[975] It may be concluded that Horace died at Rome, under the hospitable roof of his patron Mecaenas, whose villa and gardens stood on the Esquiline hill; which had formerly been the burial ground of the lower classes; but, as he tells us,

Nunc licet Esquiliis habitare salubribus, atque
Aggere in aprico spatiare.—Sat. i. 8.

[976] Cordova. Lucan was the son of Annaeus Mella, Seneca's brother.

[977] This sentence is very obscure, and Ernesti considers the text to be imperfect.

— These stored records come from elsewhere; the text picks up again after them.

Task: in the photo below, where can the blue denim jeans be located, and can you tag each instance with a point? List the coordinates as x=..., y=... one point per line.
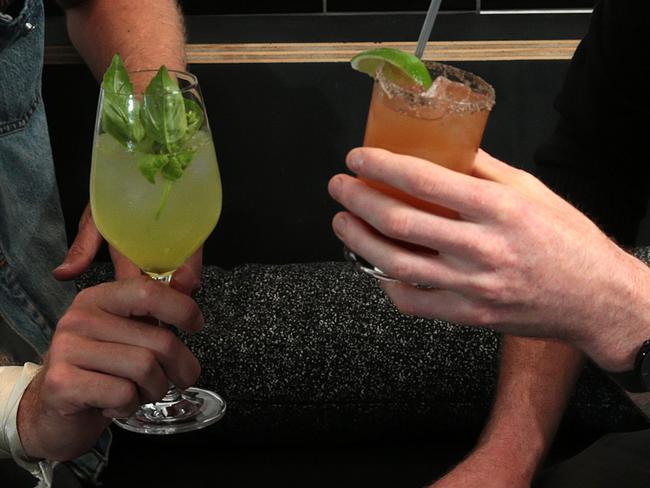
x=32, y=235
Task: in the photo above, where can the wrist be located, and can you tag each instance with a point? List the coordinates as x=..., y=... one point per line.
x=519, y=460
x=615, y=338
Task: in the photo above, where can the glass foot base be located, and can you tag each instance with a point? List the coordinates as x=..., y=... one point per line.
x=365, y=267
x=196, y=410
x=369, y=269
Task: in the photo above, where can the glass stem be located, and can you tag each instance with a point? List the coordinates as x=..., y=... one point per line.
x=173, y=393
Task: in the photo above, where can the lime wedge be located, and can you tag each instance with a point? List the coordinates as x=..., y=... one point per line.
x=404, y=66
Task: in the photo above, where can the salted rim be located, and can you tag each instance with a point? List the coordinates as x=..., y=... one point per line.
x=477, y=84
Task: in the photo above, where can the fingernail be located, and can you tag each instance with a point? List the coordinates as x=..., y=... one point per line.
x=355, y=160
x=339, y=224
x=335, y=187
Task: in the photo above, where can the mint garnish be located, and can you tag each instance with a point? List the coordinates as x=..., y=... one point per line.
x=120, y=116
x=159, y=128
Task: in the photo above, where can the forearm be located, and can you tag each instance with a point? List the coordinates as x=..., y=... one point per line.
x=146, y=33
x=535, y=381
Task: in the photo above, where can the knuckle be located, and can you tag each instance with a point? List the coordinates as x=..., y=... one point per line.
x=57, y=380
x=148, y=365
x=168, y=343
x=84, y=296
x=125, y=394
x=72, y=319
x=63, y=347
x=396, y=224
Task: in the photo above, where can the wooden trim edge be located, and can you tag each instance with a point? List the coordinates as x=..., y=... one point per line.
x=342, y=52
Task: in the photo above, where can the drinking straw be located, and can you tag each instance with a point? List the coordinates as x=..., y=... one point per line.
x=425, y=33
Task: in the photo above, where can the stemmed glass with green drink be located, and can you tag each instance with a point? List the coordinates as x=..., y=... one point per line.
x=155, y=195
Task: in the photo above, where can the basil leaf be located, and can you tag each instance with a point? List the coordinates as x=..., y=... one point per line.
x=184, y=157
x=172, y=170
x=120, y=109
x=163, y=110
x=194, y=114
x=150, y=164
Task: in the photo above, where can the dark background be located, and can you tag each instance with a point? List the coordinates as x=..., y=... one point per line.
x=282, y=130
x=203, y=7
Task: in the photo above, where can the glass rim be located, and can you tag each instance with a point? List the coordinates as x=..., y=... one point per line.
x=477, y=84
x=191, y=79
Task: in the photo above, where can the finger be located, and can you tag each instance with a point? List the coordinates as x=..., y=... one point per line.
x=137, y=364
x=141, y=297
x=429, y=182
x=177, y=362
x=187, y=278
x=124, y=268
x=438, y=304
x=488, y=167
x=393, y=259
x=83, y=249
x=74, y=390
x=398, y=220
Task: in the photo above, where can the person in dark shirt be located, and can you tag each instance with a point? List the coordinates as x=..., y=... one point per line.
x=524, y=261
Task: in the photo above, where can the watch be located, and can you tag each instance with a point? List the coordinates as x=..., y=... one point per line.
x=638, y=379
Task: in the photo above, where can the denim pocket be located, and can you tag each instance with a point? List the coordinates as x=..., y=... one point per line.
x=21, y=65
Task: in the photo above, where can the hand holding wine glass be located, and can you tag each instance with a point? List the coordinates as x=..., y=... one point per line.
x=155, y=195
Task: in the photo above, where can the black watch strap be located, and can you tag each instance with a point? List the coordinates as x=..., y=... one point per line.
x=638, y=379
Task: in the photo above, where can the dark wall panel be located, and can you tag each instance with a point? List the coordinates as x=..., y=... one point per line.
x=535, y=4
x=403, y=5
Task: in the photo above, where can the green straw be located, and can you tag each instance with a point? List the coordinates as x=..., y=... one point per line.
x=427, y=27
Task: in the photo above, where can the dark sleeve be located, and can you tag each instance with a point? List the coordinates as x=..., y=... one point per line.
x=70, y=3
x=597, y=156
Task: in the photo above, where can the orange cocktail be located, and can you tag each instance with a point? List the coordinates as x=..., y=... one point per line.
x=443, y=125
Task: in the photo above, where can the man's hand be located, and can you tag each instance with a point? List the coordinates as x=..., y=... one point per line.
x=187, y=278
x=518, y=258
x=484, y=470
x=103, y=362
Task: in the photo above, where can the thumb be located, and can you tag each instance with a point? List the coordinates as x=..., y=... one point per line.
x=83, y=249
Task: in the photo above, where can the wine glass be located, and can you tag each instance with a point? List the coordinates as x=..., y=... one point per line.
x=155, y=195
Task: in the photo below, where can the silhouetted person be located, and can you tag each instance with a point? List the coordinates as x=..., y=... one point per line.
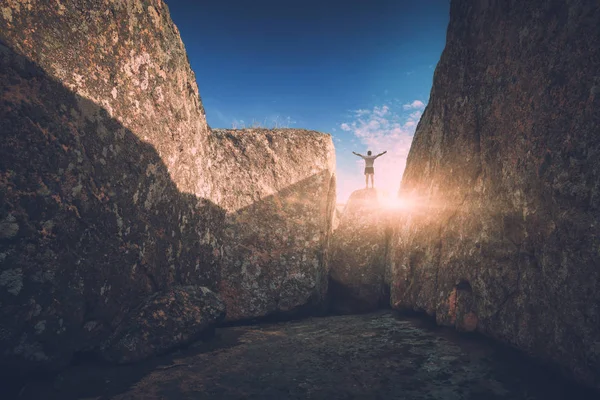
x=369, y=170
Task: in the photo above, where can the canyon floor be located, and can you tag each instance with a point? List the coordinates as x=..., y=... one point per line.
x=369, y=356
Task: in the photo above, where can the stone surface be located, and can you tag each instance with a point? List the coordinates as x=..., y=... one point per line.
x=113, y=187
x=166, y=320
x=279, y=199
x=368, y=356
x=358, y=256
x=504, y=234
x=102, y=172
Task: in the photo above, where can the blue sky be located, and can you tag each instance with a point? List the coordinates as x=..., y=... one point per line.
x=359, y=70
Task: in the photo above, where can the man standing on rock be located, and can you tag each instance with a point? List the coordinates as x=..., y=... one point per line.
x=369, y=170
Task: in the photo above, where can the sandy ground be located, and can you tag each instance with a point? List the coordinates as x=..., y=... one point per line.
x=369, y=356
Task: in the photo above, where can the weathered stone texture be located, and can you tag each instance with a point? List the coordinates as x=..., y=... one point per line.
x=504, y=236
x=358, y=255
x=101, y=173
x=164, y=321
x=278, y=188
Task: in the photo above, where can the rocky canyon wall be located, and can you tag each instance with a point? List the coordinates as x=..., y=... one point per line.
x=118, y=204
x=358, y=255
x=278, y=189
x=503, y=236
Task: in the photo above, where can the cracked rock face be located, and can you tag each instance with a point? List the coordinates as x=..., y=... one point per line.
x=503, y=173
x=101, y=173
x=113, y=187
x=358, y=254
x=278, y=189
x=164, y=321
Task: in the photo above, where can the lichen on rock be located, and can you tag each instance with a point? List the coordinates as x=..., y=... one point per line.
x=504, y=174
x=278, y=188
x=358, y=255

[978] They had good reason to know that, ridiculous as the tyrant made himself, it was not safe to incur even the suspicion of being parties to a jest upon him.

[979] See NERO, c. xxxvi.

[980] St. Jerom (Chron. Euseb.) places Lucan's death in the tenth year of Nero's reign, corresponding with A.U.C. 817. This opportunity is taken of correcting an error in the press, p. 342, respecting the date of Nero's accession. It should be A.U.C. 807, A.D. 55.

[981] These circumstances are not mentioned by some other writers. See Dr. Thomson's account of Lucan, before, p. 347, where it is said that he died with philosophical firmness.

[982] We find it stated ib. p. 396, that Lucan expired while pronouncing some verses from his own Pharsalia: for which we have the authority of Tacitus, Annal. xv. 20. 1. Lucan, it appears, employed his last hours in revising his poems; on the contrary, Virgil, we are told, when his death was imminent, renewed his directions that the Aeneid should be committed to the flames.

[983] The text of the concluding sentence of Lucan's life is corrupt, and neither of the modes proposed for correcting it make the sense intended very clear.